Get Started with Instance Segmentation Using Deep Learning
Instance segmentation is a computer vision technique that enables you to identify each instance of an object category as a unique entity and delineate its boundaries at the pixel level. For a given image, instance segmentation not only recognizes and classifies objects, but also provides a precise pixel-wise mask for each individual object. This enables you to differentiate between multiple objects of the same class, such as distinguishing two cars parked side by side.
Use instance segmentation to implement the strengths of object detection and semantic segmentation while overcoming some of their limitations:
Object detection combines image classification and object localization. While object detection is effective at recognizing objects, it does not provide a detailed, pixel-level understanding, making it challenging to distinguish objects in close proximity to each other.
Semantic segmentation assigns a class label to each pixel in an image, effectively dividing the image into segments based on the semantic meaning of the objects. Although semantic segmentation provides pixel-level classification, it does not differentiate between instances of the same class, particularly when objects are touching or overlapping.

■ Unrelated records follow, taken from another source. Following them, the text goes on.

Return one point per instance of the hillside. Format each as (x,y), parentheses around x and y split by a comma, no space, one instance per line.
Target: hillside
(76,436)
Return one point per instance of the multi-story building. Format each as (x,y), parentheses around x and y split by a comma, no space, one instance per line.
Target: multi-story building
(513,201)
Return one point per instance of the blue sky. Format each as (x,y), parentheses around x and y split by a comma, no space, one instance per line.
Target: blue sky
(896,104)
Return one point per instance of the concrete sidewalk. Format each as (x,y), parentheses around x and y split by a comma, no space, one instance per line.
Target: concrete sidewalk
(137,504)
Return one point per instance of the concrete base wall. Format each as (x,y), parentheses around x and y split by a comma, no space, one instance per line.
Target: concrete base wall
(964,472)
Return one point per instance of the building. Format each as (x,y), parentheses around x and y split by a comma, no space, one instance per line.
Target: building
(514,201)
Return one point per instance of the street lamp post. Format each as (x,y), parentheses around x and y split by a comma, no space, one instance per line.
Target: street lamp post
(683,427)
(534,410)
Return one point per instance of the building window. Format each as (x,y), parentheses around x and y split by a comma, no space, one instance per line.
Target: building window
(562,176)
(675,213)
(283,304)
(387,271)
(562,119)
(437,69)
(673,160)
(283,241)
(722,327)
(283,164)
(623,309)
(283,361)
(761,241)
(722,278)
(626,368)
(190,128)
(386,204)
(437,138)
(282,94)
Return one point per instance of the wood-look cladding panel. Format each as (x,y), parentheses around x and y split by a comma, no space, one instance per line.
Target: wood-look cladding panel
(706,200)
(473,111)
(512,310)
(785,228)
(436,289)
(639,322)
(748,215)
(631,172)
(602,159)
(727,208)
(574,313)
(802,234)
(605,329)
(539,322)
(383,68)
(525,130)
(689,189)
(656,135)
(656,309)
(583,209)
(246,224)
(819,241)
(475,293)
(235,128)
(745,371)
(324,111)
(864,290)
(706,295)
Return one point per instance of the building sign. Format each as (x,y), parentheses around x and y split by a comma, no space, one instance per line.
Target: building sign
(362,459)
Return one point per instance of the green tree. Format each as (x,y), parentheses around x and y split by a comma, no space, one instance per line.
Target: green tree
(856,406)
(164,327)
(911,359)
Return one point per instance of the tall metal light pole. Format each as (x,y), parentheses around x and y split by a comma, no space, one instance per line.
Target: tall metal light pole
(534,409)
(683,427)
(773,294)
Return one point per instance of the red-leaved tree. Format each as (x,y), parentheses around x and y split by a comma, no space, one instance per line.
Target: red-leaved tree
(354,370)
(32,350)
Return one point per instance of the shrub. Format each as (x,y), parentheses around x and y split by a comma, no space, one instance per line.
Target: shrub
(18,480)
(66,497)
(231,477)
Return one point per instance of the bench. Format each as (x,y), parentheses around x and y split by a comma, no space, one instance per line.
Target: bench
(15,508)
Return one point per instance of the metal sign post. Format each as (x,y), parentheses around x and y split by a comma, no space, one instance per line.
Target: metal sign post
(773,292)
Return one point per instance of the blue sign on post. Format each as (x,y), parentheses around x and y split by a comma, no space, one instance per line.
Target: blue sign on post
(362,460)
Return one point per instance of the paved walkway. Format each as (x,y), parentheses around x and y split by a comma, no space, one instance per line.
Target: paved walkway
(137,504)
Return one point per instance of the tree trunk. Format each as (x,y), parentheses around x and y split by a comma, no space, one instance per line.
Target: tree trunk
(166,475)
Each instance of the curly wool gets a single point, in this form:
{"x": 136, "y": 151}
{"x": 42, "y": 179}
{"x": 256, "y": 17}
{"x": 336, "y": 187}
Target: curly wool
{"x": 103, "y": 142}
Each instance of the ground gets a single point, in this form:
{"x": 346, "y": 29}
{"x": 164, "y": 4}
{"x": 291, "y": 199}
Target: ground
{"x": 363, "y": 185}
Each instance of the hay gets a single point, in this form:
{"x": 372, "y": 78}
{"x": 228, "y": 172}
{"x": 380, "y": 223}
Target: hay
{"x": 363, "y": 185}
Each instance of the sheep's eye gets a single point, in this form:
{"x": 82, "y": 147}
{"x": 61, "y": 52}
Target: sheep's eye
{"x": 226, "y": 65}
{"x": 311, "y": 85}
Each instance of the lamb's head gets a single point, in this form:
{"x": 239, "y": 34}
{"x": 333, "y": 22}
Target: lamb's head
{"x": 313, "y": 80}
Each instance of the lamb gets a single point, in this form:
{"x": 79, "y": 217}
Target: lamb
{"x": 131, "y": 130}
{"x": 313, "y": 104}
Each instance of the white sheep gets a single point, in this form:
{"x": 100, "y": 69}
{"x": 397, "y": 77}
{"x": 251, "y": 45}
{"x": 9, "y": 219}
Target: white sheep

Instance segmentation predicts pixel-by-pixel segmentation masks of each object, treating individual objects as distinct entities, regardless of the class of the objects. It overcomes the limitations of object detection and semantic segmentation by offering precise object delineation and individual instance identification. However, it can be more computationally demanding than object detection or semantic segmentation, leading to longer inference and training times.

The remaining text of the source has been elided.